İşte, böylece fıkıh çökerek, kanunlara dönüştü. İslâm'a uygun olduğu gerekçesiyle Şer’î hükümler terk edilerek İslâm hükümlerinin dışındaki hükümler alındı. Böylece İslâm'a uygun olan her şeyin herhangi bir insandan alınabileceği düşüncesi egemen oldu. Âlimlerin gayret ve çabaları neredeyse yok denecek derecede zayıfladı ve tamamı taklitçi oldular. Buna rağmen onlar İslâm'ın görüntüsünü temsil ediyorlardı.
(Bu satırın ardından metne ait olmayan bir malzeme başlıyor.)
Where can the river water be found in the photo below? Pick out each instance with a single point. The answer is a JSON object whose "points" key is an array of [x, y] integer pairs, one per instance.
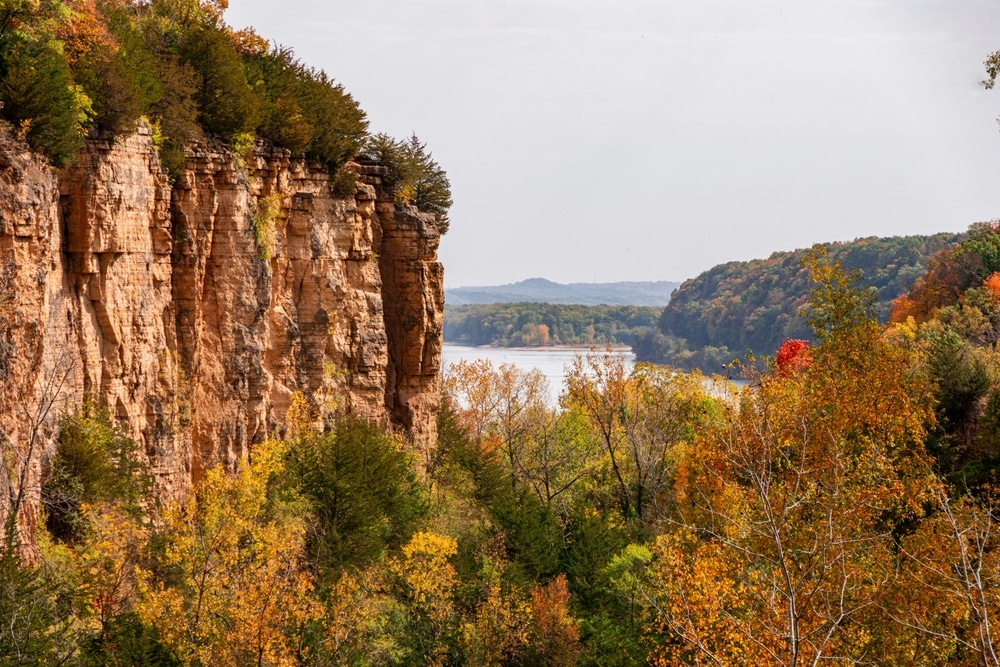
{"points": [[552, 361]]}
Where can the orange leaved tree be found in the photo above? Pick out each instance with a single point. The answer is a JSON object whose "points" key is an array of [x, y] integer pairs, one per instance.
{"points": [[782, 540]]}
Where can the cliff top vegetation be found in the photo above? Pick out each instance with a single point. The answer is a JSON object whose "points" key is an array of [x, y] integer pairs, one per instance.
{"points": [[740, 306]]}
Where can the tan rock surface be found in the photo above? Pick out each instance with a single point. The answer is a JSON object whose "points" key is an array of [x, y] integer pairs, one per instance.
{"points": [[161, 302]]}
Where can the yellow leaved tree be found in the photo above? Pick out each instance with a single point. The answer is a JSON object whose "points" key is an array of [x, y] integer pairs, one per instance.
{"points": [[782, 546], [231, 587]]}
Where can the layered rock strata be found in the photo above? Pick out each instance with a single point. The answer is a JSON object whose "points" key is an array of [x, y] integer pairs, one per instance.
{"points": [[196, 310]]}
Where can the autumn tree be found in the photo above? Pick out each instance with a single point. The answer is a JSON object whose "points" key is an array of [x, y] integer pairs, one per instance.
{"points": [[783, 538], [239, 592], [640, 417]]}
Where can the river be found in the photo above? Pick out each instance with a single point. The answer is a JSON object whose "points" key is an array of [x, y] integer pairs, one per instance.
{"points": [[552, 361]]}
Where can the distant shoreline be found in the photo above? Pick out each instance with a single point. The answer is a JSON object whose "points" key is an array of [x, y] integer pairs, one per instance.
{"points": [[583, 348]]}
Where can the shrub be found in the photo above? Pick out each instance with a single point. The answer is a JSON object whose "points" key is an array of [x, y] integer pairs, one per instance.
{"points": [[363, 491], [94, 462], [413, 176], [40, 98]]}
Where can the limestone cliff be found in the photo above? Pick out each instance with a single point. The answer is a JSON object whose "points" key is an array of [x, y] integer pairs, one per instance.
{"points": [[196, 310]]}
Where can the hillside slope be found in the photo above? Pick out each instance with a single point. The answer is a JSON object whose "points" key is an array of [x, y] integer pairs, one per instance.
{"points": [[540, 290], [741, 306]]}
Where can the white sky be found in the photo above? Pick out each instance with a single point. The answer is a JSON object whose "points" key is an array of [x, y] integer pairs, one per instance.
{"points": [[606, 140]]}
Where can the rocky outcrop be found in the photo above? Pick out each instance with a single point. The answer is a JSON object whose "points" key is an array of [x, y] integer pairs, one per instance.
{"points": [[196, 310]]}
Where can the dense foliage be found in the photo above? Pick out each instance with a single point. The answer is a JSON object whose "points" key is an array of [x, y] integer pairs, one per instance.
{"points": [[838, 508], [412, 175], [69, 67], [541, 324], [741, 306], [72, 67]]}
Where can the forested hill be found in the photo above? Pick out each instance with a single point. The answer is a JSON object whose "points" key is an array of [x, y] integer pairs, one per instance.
{"points": [[741, 306], [540, 290], [529, 324]]}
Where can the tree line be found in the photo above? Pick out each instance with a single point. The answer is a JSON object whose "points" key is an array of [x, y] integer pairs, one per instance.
{"points": [[753, 306], [541, 324], [839, 507], [74, 68]]}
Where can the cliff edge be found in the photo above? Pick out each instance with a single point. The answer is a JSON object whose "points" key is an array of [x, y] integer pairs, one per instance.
{"points": [[196, 310]]}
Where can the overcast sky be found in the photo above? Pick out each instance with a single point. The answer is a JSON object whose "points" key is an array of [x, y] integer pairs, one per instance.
{"points": [[606, 140]]}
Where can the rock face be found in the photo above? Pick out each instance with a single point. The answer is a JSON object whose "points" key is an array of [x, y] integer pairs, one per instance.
{"points": [[195, 311]]}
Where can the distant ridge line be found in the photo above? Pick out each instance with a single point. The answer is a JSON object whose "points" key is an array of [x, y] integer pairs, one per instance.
{"points": [[541, 290]]}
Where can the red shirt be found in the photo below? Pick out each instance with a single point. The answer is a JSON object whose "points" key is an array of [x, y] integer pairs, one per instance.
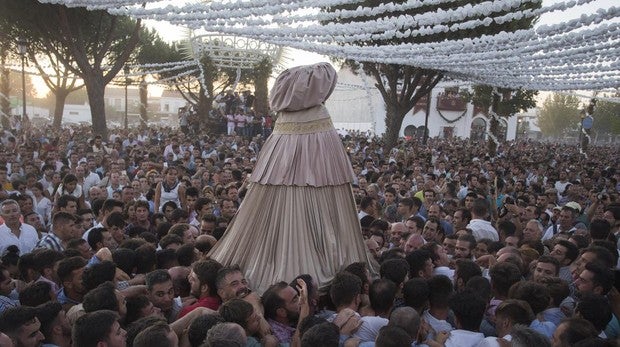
{"points": [[212, 302]]}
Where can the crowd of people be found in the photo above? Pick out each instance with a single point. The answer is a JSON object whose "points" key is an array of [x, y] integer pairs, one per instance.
{"points": [[105, 242]]}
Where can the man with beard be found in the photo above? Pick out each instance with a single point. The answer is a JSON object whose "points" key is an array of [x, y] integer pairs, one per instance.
{"points": [[202, 285], [281, 303], [160, 292], [22, 326], [54, 325]]}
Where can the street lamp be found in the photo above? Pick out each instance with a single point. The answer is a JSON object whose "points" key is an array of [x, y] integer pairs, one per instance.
{"points": [[22, 49], [127, 81]]}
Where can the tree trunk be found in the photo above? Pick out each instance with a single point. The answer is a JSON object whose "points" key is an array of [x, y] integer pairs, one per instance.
{"points": [[144, 99], [493, 126], [5, 90], [60, 96], [261, 101], [95, 88], [393, 122], [204, 102], [261, 90]]}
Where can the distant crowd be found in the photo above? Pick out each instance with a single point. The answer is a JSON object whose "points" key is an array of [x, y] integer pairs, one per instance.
{"points": [[105, 241]]}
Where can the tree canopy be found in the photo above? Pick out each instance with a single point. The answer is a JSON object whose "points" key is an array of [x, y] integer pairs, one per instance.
{"points": [[93, 45]]}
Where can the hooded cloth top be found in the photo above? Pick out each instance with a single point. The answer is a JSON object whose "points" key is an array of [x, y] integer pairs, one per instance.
{"points": [[303, 87]]}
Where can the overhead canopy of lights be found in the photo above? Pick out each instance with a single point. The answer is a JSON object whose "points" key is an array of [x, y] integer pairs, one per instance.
{"points": [[581, 53]]}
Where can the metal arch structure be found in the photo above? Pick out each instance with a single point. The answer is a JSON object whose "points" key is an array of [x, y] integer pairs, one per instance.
{"points": [[235, 52]]}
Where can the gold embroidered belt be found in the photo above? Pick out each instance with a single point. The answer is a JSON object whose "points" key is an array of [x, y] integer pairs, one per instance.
{"points": [[315, 126]]}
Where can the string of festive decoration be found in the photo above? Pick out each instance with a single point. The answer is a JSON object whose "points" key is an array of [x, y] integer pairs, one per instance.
{"points": [[577, 54]]}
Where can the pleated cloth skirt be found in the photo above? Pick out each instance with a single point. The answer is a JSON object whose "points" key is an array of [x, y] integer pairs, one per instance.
{"points": [[298, 215]]}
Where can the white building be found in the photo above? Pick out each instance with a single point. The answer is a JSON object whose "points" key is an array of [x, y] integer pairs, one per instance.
{"points": [[357, 105]]}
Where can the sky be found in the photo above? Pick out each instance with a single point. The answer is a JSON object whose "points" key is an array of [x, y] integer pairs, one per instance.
{"points": [[173, 33], [296, 57]]}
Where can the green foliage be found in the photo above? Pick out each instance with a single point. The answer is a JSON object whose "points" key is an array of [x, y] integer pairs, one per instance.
{"points": [[94, 45], [512, 101], [402, 86], [607, 117], [559, 113]]}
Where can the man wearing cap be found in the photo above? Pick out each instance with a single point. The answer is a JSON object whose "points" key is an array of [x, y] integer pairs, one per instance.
{"points": [[565, 222]]}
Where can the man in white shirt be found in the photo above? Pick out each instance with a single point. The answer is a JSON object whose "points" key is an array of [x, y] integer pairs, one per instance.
{"points": [[14, 232], [508, 314], [468, 308]]}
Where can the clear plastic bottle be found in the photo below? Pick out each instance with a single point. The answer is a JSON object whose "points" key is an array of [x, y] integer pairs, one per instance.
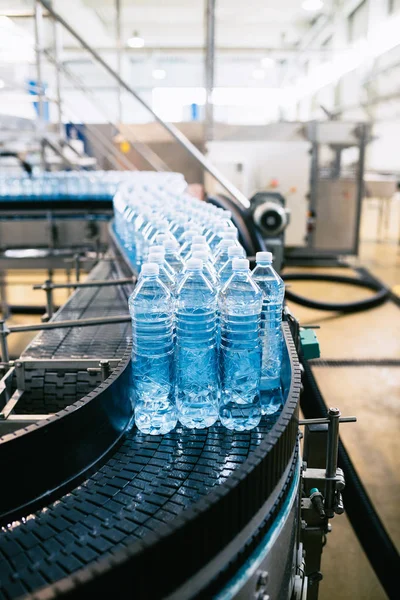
{"points": [[226, 270], [273, 289], [240, 302], [222, 256], [151, 309], [196, 348], [226, 234], [208, 268], [165, 275], [172, 255]]}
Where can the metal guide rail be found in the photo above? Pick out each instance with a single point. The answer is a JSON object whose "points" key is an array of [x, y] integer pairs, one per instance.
{"points": [[90, 506]]}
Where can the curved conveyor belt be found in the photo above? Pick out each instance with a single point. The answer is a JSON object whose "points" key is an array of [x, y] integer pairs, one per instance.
{"points": [[129, 511]]}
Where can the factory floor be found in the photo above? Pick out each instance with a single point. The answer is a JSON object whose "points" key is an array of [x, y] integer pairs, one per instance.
{"points": [[372, 394]]}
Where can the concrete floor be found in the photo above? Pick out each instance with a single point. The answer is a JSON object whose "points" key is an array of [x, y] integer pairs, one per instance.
{"points": [[372, 394]]}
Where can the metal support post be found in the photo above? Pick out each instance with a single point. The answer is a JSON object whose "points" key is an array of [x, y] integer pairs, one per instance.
{"points": [[3, 295], [5, 357], [172, 130], [119, 54], [77, 259], [105, 369], [39, 82], [48, 288], [68, 324], [48, 285], [57, 60], [331, 461], [209, 70], [362, 134]]}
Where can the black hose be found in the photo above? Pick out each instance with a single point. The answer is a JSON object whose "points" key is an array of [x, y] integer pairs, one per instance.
{"points": [[355, 362], [363, 517], [378, 298]]}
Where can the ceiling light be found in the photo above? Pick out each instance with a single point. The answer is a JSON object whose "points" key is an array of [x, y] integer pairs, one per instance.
{"points": [[135, 41], [267, 62], [312, 5], [159, 74], [258, 74]]}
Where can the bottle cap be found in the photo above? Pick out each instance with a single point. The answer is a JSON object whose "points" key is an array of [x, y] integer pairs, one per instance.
{"points": [[201, 254], [194, 263], [199, 239], [170, 244], [156, 257], [240, 264], [226, 243], [157, 248], [191, 232], [204, 247], [150, 269], [264, 257], [229, 235], [236, 251]]}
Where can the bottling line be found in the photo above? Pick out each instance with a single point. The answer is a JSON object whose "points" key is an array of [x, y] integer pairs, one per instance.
{"points": [[92, 506]]}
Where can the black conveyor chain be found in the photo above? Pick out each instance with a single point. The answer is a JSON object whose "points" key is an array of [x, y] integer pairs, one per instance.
{"points": [[168, 503]]}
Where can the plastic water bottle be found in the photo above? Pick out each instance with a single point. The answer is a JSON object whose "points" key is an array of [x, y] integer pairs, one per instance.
{"points": [[151, 309], [222, 256], [273, 290], [208, 268], [164, 275], [240, 302], [226, 270], [172, 255], [228, 234], [186, 241], [196, 348]]}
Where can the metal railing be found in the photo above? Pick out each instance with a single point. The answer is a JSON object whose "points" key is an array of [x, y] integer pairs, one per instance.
{"points": [[169, 127]]}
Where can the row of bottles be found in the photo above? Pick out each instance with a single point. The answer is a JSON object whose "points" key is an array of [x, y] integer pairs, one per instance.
{"points": [[82, 185], [213, 343], [207, 341]]}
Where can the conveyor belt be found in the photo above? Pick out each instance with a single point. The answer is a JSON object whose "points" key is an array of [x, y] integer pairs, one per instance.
{"points": [[49, 391], [156, 504]]}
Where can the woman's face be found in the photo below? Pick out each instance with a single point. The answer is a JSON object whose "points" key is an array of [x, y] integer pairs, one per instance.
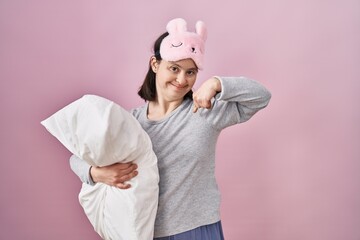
{"points": [[174, 79]]}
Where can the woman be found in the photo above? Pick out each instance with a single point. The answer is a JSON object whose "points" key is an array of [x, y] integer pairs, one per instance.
{"points": [[184, 128]]}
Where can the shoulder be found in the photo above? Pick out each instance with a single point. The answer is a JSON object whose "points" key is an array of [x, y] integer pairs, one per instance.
{"points": [[136, 112]]}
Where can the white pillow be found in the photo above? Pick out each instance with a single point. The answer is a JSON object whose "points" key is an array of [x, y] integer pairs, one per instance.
{"points": [[101, 133]]}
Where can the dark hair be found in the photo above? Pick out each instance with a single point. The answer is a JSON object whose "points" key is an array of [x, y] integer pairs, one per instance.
{"points": [[147, 90]]}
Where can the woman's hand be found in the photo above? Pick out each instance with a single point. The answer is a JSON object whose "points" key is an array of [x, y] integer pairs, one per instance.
{"points": [[114, 175], [202, 97]]}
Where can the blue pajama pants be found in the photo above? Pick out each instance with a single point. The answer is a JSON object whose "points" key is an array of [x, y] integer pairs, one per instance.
{"points": [[207, 232]]}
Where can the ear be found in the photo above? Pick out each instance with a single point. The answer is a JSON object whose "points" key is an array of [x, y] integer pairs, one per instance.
{"points": [[176, 25], [201, 30], [154, 64]]}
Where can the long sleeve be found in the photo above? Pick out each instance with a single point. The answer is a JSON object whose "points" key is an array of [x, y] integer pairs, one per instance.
{"points": [[239, 99], [81, 169]]}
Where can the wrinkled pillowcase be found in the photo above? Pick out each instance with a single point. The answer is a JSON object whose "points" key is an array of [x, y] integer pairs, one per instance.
{"points": [[102, 133]]}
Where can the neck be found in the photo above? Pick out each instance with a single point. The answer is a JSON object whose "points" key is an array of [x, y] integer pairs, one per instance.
{"points": [[159, 109]]}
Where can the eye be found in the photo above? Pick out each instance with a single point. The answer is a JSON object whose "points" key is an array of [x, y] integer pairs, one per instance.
{"points": [[174, 69]]}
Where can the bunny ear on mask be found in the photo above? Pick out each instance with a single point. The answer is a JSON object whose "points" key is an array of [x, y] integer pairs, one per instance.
{"points": [[181, 44], [176, 25], [201, 29]]}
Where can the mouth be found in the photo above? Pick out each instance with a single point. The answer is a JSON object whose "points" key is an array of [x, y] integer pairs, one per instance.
{"points": [[179, 87]]}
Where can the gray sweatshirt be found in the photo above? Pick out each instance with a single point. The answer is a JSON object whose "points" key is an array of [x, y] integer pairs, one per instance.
{"points": [[184, 143]]}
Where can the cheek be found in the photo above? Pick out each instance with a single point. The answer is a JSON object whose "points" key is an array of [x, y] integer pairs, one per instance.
{"points": [[192, 81]]}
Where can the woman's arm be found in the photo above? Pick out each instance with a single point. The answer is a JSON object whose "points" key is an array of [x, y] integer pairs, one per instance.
{"points": [[237, 99], [113, 175]]}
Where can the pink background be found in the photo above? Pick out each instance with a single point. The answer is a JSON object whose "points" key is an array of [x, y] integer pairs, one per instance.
{"points": [[292, 172]]}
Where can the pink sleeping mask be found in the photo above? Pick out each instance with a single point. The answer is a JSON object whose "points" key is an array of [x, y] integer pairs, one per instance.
{"points": [[181, 44]]}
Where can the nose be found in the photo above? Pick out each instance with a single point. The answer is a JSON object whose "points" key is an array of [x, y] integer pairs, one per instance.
{"points": [[181, 78]]}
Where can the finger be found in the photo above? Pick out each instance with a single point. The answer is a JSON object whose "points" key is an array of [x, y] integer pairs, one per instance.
{"points": [[122, 166], [128, 176], [128, 170]]}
Fakat, Hilâfet yıkıldıktan, İngiliz ve Fransız kâfirleri İslâm topraklarını istila ettikten ve İslâm memleketleri Arap, Türk, İran gibi milliyetçi esasa göre parçalandıktan sonra İslâm, insanlar arasındaki ilişkilerde söz sahibi olmaktan, eğitim ve öğretimden tamamen uzaklaştırıldı. İslâmi eğitim, Mısır'da Ezher, Irak’ta Necef Tunus’ta ez-Zeytune Üniversitesi gibi yerlerde sadece Yunan felsefesi okutulur gibi okutulur hale geldi.

Böylece Müslümanlar arasındaki ilişkilerde İslâm fıkhının varlığından söz edilmeyecek derecede fıkıhta korkunç bir gerileme meydana geldi.